Brand-building often conjures up thoughts about great visual design. Beautifully kerned fonts, smooth graphics and cucumber-cool copy seem to be what it’s all about. While that might be true some of the time, when you’re trying to do what non-profit media company Grist has set out to do—that is, transform how the world understands the environment and its intersection with key issues like equity and racial justice—good design is not enough. Not by a long shot.

How Grist, the non-profit, environment-focused newsroom, came into its own

A founding that evolved Grist launched in 1999 as a pioneering digital publication focused on covering the environment and climate. Over the next two decades, it hewed closely to its mission, building a loyal readership and (just as importantly to its non-profit model) nurturing a base of donors who believed that its mission of opening readers’ eyes to a looming environmental disaster was of critical importance. But in 2017, as it became clear that the climate crisis could only be solved by recognizing its overlap with racial and gender justice movements, Grist knew it needed to up its game. The outlet tapped Brady Piñero Walkinshaw, a former Washington state legislator, as its CEO to lead the effort. Energized by his mandate, Walkinshaw quickly set to work. What he understood from his days in politics was that a great cause-driven brand would be all about telling the right story to the right community. He felt this was less about buying eyeballs and more about doing the kind of gritty base-building he had helped pull off in the statehouse.

What we did

Inspiring action for the future

A central part of this would be shifting Grist’s focus from raising awareness about climate change to inspiring action for a better future. The community Walkinshaw wanted to build would be aspirational, engaged and looking not just to consume content but to participate as well. To this end, Grist doubled down on its mission by elevating solutions, exposing inequity and empowering its audience to make a tangible difference starting today.

With this new editorial focus in place, Grist began creating a slate of new priority programs. This would include the following:

  • Launching the country’s first-ever environmental justice desk;
  • Creating a solutions lab called Fix that convenes a growing community of climate leaders through creative storytelling, network-building and events;
  • Launching a fellowship program to attract new talent and groom the next generation of environmental journalists; and
  • Helping convene the first-ever gathering of environmental journalists of color in Seattle, an initiative known as The Uproot Project.

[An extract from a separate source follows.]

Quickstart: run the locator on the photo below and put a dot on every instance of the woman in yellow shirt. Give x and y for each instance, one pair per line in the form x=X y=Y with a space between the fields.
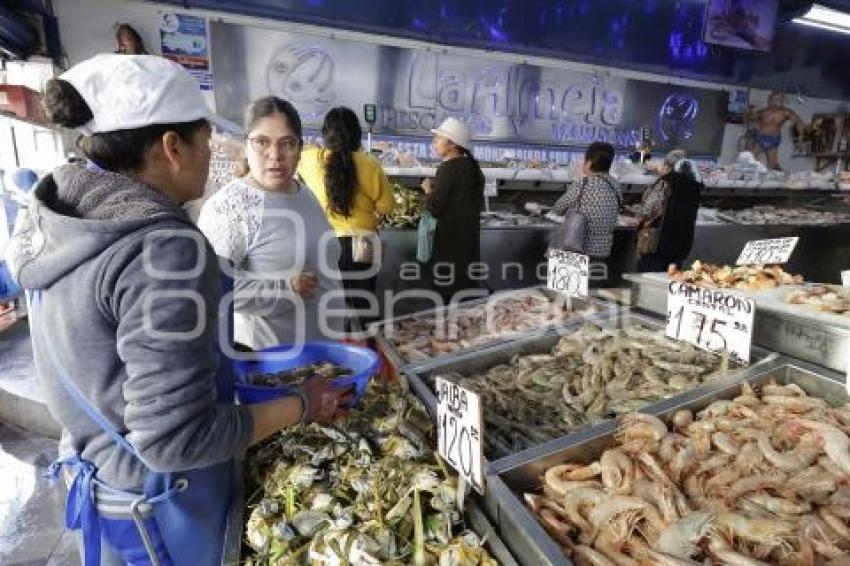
x=354 y=192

These initiatives were the kind of thing that would create a social gravity pulling constituencies towards the brand. And as the Grist community grew, so too did its digital audience. By April 2020, the outlet’s website saw 1.6 million unique users. Its revenue began to rise as well. At a time when most media outlets were slashing budgets, Grist notched double-digit revenue increases every year for the past three years.

But with this much at stake Grist also understood that it had to be proactive about telling its story. When the outlet hired New York-based media specialist agency High10 Media to lead its communications strategy, Grist was in the early stages of its pivot. With High10 Media’s communications heft, Grist’s leadership managed to communicate the vision behind its shift—as well as the significance of each achievement along the way—to the right audiences at the right time, whether it be media reporters, environmental groups or news consumers.

The culmination of all this work was the redesign of Grist’s visual brand: Upstatement, a digital product studio that’s worked with NPR, PBS, Bloomberg and MIT, created a visual language for Grist that could envelope the community and express the cause-driven ethos that has powered Grist’s rise. While some brands might have seen the rebrand as a jumping-off point, for Grist it’s more of a culmination of decades of doing the hard work.

Despite its achievement of crafting an impactful media brand in an economic environment often described in terms of crisis, Grist still views the future as a whole new brand, community waiting to be built.